BWA_index_mem-0.7.10

The DE Quick Start tutorial provides an introduction to basic DE functionality and navigation.

Please work through the tutorial and add your comments on the bottom of this page. Or send comments per email to xwang@cshl.edu. Thank you.

Rationale and background:

BWA: Fast and accurate short read alignment with Burrows-Wheeler Transform

Li H. and Durbin R.

Bioinformatics 2009; 25:1754-60. [PMID: 19451168]
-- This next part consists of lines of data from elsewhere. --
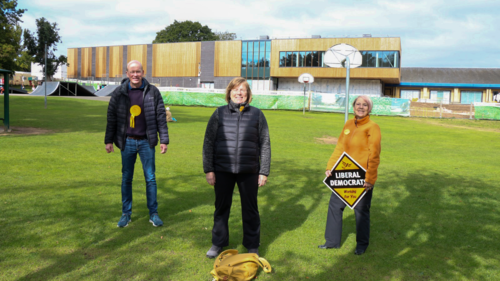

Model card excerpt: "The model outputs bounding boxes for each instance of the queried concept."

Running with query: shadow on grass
[266,172,500,280]
[0,96,215,134]
[0,178,211,280]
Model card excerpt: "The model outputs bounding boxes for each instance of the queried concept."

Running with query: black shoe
[207,245,222,259]
[354,249,365,256]
[318,244,338,250]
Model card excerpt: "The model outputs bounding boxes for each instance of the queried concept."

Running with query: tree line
[0,0,236,79]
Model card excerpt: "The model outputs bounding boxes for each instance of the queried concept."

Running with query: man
[104,60,168,227]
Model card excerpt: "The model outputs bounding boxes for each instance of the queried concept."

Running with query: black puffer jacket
[104,78,169,150]
[203,101,271,176]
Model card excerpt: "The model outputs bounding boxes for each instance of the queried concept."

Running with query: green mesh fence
[161,92,307,109]
[311,93,410,116]
[161,91,458,116]
[474,104,500,120]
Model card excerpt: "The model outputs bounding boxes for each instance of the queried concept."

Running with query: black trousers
[212,172,260,249]
[325,189,373,251]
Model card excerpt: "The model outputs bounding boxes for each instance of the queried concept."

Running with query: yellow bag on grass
[210,250,272,281]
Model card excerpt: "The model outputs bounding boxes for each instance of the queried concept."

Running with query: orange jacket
[326,116,382,185]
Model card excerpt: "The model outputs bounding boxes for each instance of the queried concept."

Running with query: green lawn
[0,96,500,281]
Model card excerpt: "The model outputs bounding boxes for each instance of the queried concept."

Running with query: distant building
[31,62,68,81]
[68,35,500,104]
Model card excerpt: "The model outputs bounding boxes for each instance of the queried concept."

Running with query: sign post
[323,152,366,209]
[299,73,314,115]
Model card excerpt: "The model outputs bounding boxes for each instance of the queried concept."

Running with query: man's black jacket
[104,78,169,150]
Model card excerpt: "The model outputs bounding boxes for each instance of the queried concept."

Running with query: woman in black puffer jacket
[203,77,271,258]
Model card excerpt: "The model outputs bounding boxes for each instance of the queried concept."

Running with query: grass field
[0,96,500,281]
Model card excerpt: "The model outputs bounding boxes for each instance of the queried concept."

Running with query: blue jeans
[122,138,158,215]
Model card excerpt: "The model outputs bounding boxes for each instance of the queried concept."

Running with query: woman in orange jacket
[318,96,381,255]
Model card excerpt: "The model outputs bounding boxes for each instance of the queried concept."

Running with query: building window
[280,51,399,68]
[430,91,451,103]
[241,40,270,80]
[460,91,483,104]
[401,90,420,100]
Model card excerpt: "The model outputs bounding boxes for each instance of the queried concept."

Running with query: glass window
[297,52,306,67]
[286,52,292,67]
[431,91,451,103]
[264,67,271,78]
[247,41,253,53]
[361,51,377,67]
[312,51,319,67]
[241,53,247,67]
[292,52,298,67]
[401,90,420,100]
[378,52,395,67]
[460,91,483,104]
[259,41,266,53]
[305,52,312,67]
[280,52,286,67]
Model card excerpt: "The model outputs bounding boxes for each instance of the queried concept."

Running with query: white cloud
[18,0,500,67]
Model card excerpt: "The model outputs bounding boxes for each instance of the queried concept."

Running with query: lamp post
[43,42,47,109]
[298,73,314,115]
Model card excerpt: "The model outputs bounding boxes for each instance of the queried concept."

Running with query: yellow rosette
[130,105,141,128]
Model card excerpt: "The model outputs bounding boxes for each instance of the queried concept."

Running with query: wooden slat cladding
[108,46,125,78]
[95,47,108,77]
[80,48,92,77]
[152,42,201,77]
[214,41,241,77]
[67,49,78,78]
[127,45,148,74]
[271,38,401,83]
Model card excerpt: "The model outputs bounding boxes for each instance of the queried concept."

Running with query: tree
[15,51,35,72]
[215,30,236,40]
[0,0,26,70]
[153,20,217,44]
[24,18,68,80]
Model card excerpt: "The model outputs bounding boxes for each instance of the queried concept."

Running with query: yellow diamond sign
[323,152,366,209]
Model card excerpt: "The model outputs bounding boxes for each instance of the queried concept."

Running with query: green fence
[310,93,410,116]
[161,91,500,120]
[161,92,307,110]
[474,103,500,120]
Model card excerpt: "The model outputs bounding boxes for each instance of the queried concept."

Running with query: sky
[18,0,500,68]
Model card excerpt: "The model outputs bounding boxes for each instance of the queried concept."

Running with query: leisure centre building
[67,35,500,104]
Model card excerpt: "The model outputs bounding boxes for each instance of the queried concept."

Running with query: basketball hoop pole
[344,56,351,124]
[302,81,307,115]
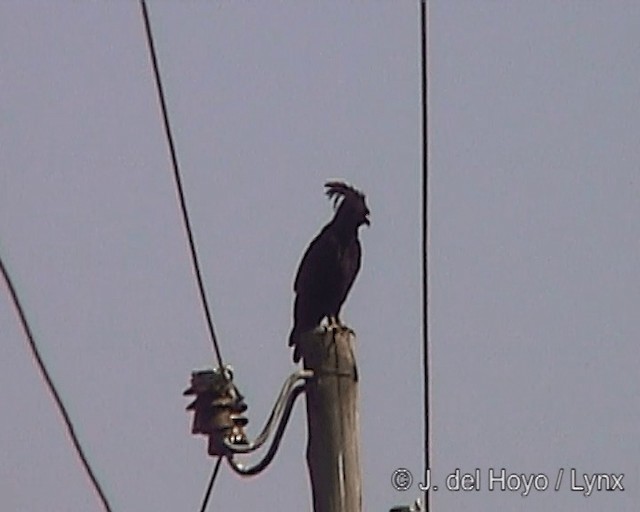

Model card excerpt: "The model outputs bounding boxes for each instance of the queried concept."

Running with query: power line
[140,0,223,368]
[200,457,222,512]
[0,256,112,512]
[420,0,431,510]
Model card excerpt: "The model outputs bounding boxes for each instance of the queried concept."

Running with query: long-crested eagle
[289,181,369,362]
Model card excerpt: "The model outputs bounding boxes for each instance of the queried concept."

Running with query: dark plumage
[289,181,369,362]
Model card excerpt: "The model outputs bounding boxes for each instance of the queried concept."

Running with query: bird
[289,181,371,363]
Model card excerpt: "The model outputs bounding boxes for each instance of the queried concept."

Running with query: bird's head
[324,181,371,228]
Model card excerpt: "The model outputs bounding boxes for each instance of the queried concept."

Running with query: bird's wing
[293,226,338,294]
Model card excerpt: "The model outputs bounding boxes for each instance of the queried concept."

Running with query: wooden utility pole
[300,327,362,512]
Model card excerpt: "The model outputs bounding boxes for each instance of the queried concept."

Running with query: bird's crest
[324,181,364,210]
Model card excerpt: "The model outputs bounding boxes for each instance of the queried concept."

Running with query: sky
[0,0,640,512]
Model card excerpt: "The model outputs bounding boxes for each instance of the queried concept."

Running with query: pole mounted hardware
[183,366,313,476]
[183,366,249,456]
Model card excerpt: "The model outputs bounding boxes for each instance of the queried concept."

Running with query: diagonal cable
[0,253,111,512]
[420,0,432,510]
[200,457,222,512]
[140,0,223,368]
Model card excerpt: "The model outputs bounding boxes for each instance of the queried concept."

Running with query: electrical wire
[420,0,431,510]
[200,457,222,512]
[140,0,224,368]
[0,256,112,512]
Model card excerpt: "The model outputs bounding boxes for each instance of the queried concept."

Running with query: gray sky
[0,1,640,512]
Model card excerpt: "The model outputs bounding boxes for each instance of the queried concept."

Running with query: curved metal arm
[227,384,304,476]
[224,370,313,453]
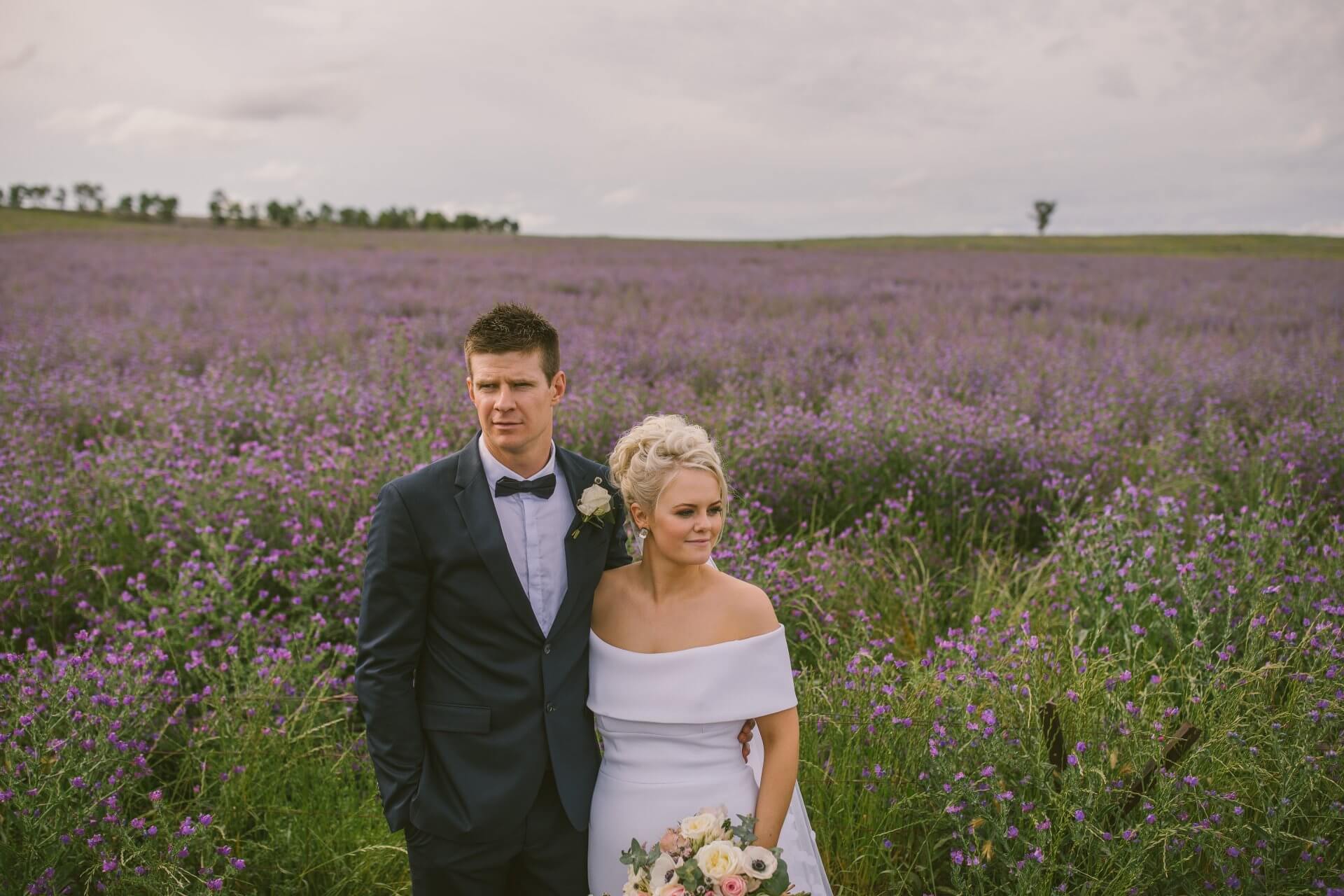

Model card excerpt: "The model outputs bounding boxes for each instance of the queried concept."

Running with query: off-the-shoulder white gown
[587,626,831,896]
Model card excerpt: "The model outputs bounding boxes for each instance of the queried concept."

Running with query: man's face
[466,349,564,459]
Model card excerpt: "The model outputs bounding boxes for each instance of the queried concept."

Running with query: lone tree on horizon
[1033,199,1055,237]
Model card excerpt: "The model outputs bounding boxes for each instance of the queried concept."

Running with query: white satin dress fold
[587,626,831,896]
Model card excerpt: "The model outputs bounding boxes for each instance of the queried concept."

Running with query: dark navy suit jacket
[355,438,630,841]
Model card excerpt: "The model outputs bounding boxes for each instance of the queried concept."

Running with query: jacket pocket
[421,703,491,735]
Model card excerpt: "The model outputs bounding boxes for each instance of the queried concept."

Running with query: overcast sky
[0,0,1344,238]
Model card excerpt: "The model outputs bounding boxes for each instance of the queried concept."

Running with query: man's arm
[355,484,428,830]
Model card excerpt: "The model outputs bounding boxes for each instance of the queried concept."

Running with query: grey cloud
[0,43,38,71]
[219,83,360,122]
[1097,66,1138,99]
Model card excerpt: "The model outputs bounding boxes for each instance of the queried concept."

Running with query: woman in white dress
[587,415,831,896]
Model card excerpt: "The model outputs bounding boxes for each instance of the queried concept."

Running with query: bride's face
[631,470,723,566]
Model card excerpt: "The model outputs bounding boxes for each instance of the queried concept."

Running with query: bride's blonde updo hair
[608,414,729,514]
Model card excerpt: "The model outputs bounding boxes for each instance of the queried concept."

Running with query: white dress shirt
[476,437,575,634]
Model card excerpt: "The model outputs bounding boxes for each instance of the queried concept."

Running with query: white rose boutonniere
[570,475,612,539]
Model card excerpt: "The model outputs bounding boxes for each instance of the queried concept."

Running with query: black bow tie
[495,473,555,498]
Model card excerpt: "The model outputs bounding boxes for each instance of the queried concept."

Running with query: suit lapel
[551,446,612,633]
[456,440,545,639]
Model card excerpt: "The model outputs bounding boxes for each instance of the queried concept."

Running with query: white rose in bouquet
[681,811,723,839]
[695,839,742,884]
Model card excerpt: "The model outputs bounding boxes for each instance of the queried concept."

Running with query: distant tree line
[0,181,177,222]
[210,190,519,234]
[0,181,519,234]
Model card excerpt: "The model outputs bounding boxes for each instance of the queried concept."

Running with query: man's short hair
[462,305,561,383]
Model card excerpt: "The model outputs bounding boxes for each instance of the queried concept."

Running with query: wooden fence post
[1121,722,1200,816]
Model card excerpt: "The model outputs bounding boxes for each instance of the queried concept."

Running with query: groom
[355,305,750,896]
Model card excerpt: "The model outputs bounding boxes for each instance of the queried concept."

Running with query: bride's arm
[755,706,798,849]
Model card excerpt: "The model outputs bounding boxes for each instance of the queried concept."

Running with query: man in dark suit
[355,305,629,896]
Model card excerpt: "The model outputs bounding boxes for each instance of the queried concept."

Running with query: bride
[587,415,831,896]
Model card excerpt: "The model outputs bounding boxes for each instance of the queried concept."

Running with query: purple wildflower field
[0,231,1344,896]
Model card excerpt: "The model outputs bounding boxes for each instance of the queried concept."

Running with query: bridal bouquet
[621,806,808,896]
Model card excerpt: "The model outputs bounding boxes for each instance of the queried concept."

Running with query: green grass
[0,208,144,237]
[769,234,1344,260]
[0,208,1344,260]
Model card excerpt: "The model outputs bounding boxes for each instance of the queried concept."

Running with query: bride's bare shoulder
[719,573,780,638]
[593,563,638,617]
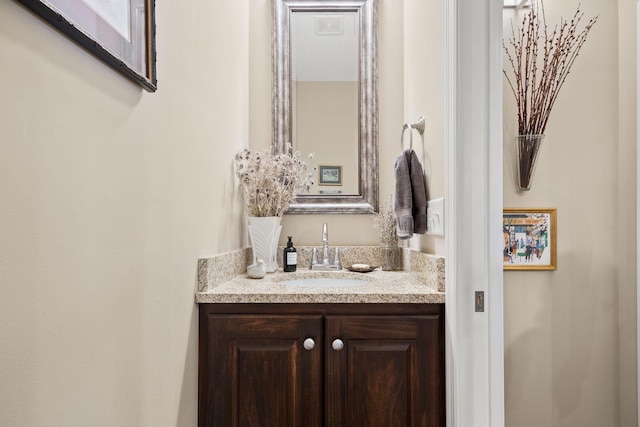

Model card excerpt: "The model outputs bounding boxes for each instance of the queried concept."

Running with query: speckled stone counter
[195,250,445,304]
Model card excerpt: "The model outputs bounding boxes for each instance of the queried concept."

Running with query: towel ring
[400,116,424,151]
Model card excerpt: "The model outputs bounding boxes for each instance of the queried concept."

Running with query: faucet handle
[333,248,342,270]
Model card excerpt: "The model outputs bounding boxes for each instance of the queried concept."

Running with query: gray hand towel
[394,150,427,240]
[405,150,427,234]
[393,150,413,240]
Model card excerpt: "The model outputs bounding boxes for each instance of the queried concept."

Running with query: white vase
[249,216,282,273]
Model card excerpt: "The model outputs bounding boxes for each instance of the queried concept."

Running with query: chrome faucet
[309,222,342,271]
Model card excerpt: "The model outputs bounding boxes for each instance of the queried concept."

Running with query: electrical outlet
[427,198,444,236]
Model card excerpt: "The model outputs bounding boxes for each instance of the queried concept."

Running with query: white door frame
[636,1,640,427]
[445,0,504,427]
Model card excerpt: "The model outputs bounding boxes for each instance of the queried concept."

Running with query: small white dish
[247,259,267,279]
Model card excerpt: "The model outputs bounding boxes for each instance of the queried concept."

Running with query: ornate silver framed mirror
[272,0,378,214]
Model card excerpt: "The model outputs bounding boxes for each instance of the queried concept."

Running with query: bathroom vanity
[196,252,445,427]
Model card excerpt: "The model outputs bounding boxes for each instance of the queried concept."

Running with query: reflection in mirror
[273,0,378,213]
[291,11,360,195]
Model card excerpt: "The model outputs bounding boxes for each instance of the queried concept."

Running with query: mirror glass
[291,11,360,195]
[272,0,378,213]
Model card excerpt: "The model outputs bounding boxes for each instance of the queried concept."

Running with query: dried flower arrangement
[503,0,598,135]
[235,144,313,217]
[373,200,398,246]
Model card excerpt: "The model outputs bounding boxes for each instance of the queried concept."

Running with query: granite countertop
[196,268,445,304]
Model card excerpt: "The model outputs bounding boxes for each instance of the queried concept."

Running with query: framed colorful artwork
[502,208,557,270]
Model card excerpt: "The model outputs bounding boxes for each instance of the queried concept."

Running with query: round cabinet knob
[302,338,316,350]
[331,339,344,350]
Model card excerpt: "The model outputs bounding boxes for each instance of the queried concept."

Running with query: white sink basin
[280,277,367,288]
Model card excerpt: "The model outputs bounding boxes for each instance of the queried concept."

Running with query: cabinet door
[325,314,445,427]
[198,311,324,427]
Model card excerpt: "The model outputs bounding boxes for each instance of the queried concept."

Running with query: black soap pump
[282,236,298,273]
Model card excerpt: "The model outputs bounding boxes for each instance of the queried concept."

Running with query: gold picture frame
[318,166,342,185]
[502,208,558,270]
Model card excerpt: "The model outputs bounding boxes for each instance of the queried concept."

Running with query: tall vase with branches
[503,0,598,190]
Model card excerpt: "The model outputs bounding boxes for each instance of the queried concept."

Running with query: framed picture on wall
[18,0,157,92]
[502,208,557,270]
[318,166,342,185]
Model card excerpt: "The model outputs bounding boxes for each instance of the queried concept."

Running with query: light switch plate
[427,198,444,236]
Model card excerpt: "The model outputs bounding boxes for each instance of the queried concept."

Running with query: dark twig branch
[503,0,598,135]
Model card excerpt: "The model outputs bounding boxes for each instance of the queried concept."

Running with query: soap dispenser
[282,236,298,273]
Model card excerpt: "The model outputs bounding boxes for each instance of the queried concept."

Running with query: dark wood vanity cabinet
[198,304,445,427]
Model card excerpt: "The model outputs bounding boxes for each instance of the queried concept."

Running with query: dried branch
[502,0,598,135]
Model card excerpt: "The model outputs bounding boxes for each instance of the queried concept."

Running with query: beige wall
[398,0,447,256]
[0,1,248,427]
[504,0,637,427]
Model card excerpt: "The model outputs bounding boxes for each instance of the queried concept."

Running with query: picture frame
[318,166,342,185]
[17,0,157,92]
[502,208,557,270]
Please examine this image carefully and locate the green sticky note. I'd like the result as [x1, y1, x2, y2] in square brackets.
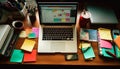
[10, 49, 24, 63]
[28, 32, 36, 38]
[82, 46, 95, 60]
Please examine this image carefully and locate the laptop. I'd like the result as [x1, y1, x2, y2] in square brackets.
[37, 2, 78, 53]
[87, 5, 118, 24]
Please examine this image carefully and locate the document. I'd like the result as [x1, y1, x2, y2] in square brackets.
[21, 39, 35, 52]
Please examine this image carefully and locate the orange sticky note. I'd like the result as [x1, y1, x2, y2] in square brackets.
[21, 39, 35, 52]
[25, 28, 32, 35]
[23, 50, 37, 62]
[114, 35, 120, 49]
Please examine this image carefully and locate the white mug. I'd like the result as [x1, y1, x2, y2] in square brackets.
[12, 21, 24, 29]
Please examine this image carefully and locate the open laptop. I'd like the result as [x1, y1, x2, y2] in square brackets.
[37, 2, 78, 53]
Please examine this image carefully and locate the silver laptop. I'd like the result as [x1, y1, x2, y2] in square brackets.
[37, 2, 78, 53]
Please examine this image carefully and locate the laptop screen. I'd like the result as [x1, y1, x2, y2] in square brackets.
[38, 2, 77, 24]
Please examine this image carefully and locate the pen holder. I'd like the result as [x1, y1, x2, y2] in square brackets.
[12, 20, 24, 30]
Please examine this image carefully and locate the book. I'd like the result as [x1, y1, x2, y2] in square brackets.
[0, 24, 11, 49]
[80, 28, 98, 42]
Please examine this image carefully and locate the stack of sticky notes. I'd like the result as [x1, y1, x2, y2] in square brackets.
[21, 39, 35, 52]
[10, 49, 24, 63]
[23, 50, 37, 62]
[19, 27, 39, 38]
[81, 42, 95, 60]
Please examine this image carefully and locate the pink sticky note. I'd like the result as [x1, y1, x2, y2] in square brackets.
[32, 27, 39, 37]
[100, 39, 112, 48]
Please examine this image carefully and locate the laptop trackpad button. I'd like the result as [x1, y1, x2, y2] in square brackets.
[51, 42, 65, 52]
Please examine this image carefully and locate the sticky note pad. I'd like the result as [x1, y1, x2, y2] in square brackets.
[23, 50, 36, 62]
[25, 28, 32, 35]
[19, 30, 27, 38]
[82, 42, 95, 60]
[28, 32, 36, 38]
[114, 35, 120, 49]
[21, 39, 35, 52]
[98, 28, 112, 40]
[10, 49, 24, 63]
[32, 27, 39, 37]
[65, 53, 78, 61]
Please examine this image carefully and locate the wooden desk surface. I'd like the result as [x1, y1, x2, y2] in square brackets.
[0, 10, 120, 66]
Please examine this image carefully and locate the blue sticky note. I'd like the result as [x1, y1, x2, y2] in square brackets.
[82, 46, 95, 59]
[28, 32, 36, 38]
[10, 49, 24, 63]
[102, 46, 115, 58]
BWA is a software package for mapping low-divergent sequences against a large reference genome, such as the human genome. It first needs to construct the FM-index for the reference genome (the index command) and then invoked with different sub-commands for alignment algorithms, BWA-backtrack, BWA-SW, and BWA-MEM. BWA-MEM is the latest algorithm and generally recommended for high-quality queries as it is faster and more accurate. The algorithm supports both single (SR) and paired-end (PE) reads and performs chimeric alignment. It is applicable to a wide range of query sequences, 70bp-1Mbp, and has better performance than BWA-backtrack for 70-100bp Illumina reads.

This AGAVE/DE app wraps bwa-index and bwa-mem modules of BWA for ChIP-Seq workflow but not limited to. It takes fastq files as inputs and produces alignments in SAM/BAM format.

BWA software (http://bio-bwa.sourceforge.net)

Pre-Requisites

A CyVerse account. (Register for an CyVerse account here - user.cyverse.org)
Mandatory arguments
1. Sequences folder for protein of interest (Note: the files could be in FASTA or FASTQ format but should be named including reads end information for PE reads, e.g., test_R1.fq and test_R2.fq)
2. Sequences folder for background control (Same as b)
3. Reference genome sequence in FASTA format
4. Read type: SR vs PE
Optional arguments:

Minimum score: Don’t output alignments with score lower than INT
Type of sequencing reads: Illumina, PacBio, Oxford Nanopore, Intra-species contains to ref
Sort method for BAM: Sort alignments by leftmost coordinates, or by read name
Mark shorter split: Mark shorter split hits as secondary (for Picard compatibility)
Sam output: keep or purge the alignments in SAM

Sample data

The following test data are provided for testing BWA-index-mem here /iplant/home/xiaofei_iplant/Sorghum_chr8/chr8_test:

G3_P_K4me3_chr8
G3_P_K4me3_rep1_chr8_R1.fq and G3_P_K4me3_rep1_chr8_R1.fq
G3_P_K4me3_rep2_chr8_R1.fq and G3_P_K4me3_rep2_chr8_R1.fq
G3_P_H3_chr8
G3_P_H3_rep1_chr8_R1.fq and G3_P_H3_rep1_chr8_R2.fq
G3_P_H3_rep2_chr8_R1.fq and G3_P_H3_rep2_chr8_R2.fq
Sorbi1.31.chr8.reNm.fa

Results

Successful execution of the BWA-index-mem assessment pipeline will create a directory named out for each sample. The directory will contain SAM/BAM files for both samples of protein of interest and background input, which can be further processed for downstream analysis and visualization.

Outputs

G3_P_H3_chr8_BWA_sam*
1. G3_P_H3_rep1_chr8_R.sam
2. G3_P_H3_rep2_chr8_R.sam
G3_P_H3_chr8_BWA_bam
1. G3_P_H3_rep1_chr8_R.sorted.bam
2. G3_P_H3_rep1_chr8_R.sorted.bam.bai
3. G3_P_H3_rep2_chr8_R.sorted.bam
4. G3_P_H3_rep2_chr8_R.sorted.bam.bai
G3_P_K4me3_chr8_BWA_sam*
1. G3_P_K4me3_rep1_chr8_R.sam
2. G3_P_K4me3_rep2_chr8_R.sam
G3_P_K4me3_chr8_BWA_bam
1. G3_P_K4me3_rep1_chr8_R.sorted.bam
2. G3_P_K4me3_rep1_chr8_R.sorted.bam.bai
3. G3_P_K4me3_rep2_chr8_R.sorted.bam
4. G3_P_K4me3_rep2_chr8_R.sorted.bam.bai

*SAM folders are optional to keep or not.